Cultural Conflicts and Hyphenated Existence in Meera Syal’s Anita and Me
Journal: Ars Artium (Vol.4, No. 1)Publication Date: 2016-01-01
Authors : Mohan Lal Mahto;
Page : 43-49
Keywords : Immigrant; humiliation; racial hatred; alienation; rootlessness; diaspora.;
Abstract
A second generation immigrant in Britain and a versatile personality, Meera Syal portrays the Indian diaspora in Britain who try to preserve their Indian traditions and cultural values alive in Britain and adapt to the culture of the adopted country. This paper attempts to explore cultural conflicts and hyphenated existence of the Indian diasporas dealt in her debut novel Anita and Me. The novel is set in 1960s and the story moves round the nine year old protagonist Meena and her British friend Anita Rutter.
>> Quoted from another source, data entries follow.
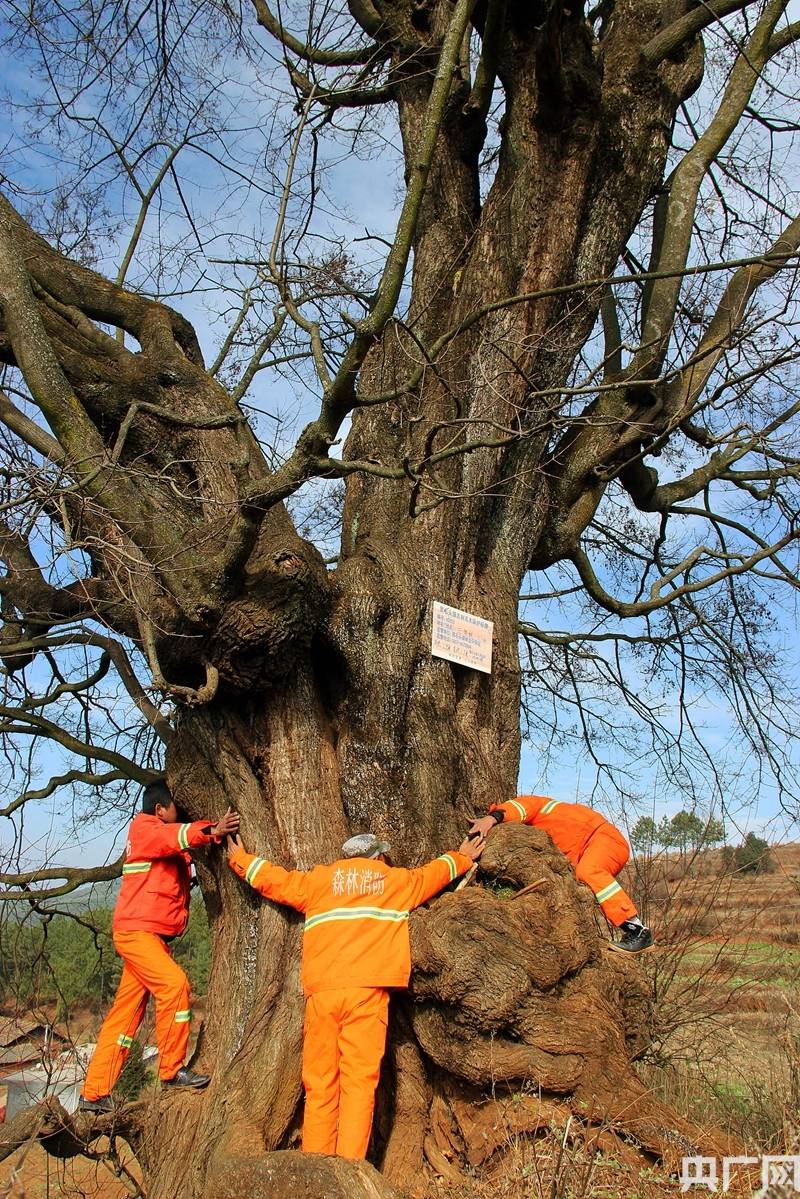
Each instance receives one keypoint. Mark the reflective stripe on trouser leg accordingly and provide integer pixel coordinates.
(115, 1037)
(362, 1041)
(599, 866)
(149, 957)
(320, 1073)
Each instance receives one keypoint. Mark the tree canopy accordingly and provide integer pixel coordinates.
(313, 315)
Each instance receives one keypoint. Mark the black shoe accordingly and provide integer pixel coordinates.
(103, 1103)
(635, 940)
(187, 1078)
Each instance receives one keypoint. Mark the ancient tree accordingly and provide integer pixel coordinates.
(569, 375)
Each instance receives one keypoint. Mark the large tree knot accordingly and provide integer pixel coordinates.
(523, 992)
(281, 606)
(531, 1023)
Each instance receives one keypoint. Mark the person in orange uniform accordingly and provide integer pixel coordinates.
(596, 849)
(151, 909)
(355, 949)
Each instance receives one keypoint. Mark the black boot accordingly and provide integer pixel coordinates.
(187, 1078)
(103, 1103)
(635, 938)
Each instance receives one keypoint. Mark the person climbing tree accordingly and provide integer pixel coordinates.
(152, 908)
(355, 950)
(596, 849)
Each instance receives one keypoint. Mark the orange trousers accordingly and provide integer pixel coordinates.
(149, 970)
(344, 1037)
(601, 861)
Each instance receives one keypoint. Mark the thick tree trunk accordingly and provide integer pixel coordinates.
(507, 996)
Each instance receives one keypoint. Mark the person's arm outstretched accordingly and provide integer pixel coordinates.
(272, 881)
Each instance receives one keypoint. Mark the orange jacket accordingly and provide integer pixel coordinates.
(154, 897)
(356, 914)
(570, 825)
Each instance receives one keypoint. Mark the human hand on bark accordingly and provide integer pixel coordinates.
(482, 826)
(473, 847)
(228, 824)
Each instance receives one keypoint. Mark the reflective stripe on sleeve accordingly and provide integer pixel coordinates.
(450, 862)
(253, 868)
(388, 914)
(607, 892)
Meena is the daughter of the Kumars the only Punjabi family living in Tollington, a mining area near Birmingham. Through the consciousness of Meena the cultural conflicts between the Indian and the British culture are presented. Meena tries hard to escape her community and become the member of general British community. To achieve this end she befriends Anita Rutter. As she grows up she experiences racial hatred at the hands of her British friends whom she loved from the core of her heart. She has also seen her parents being humiliated there. Ultimately she realizes their secondary status in Britain, and also realizes that she cannot desert her community, and decides to be a traditional Punjabi girl. Thus the immigrants are trapped between two cultures and are forced to lead a hyphenated existence.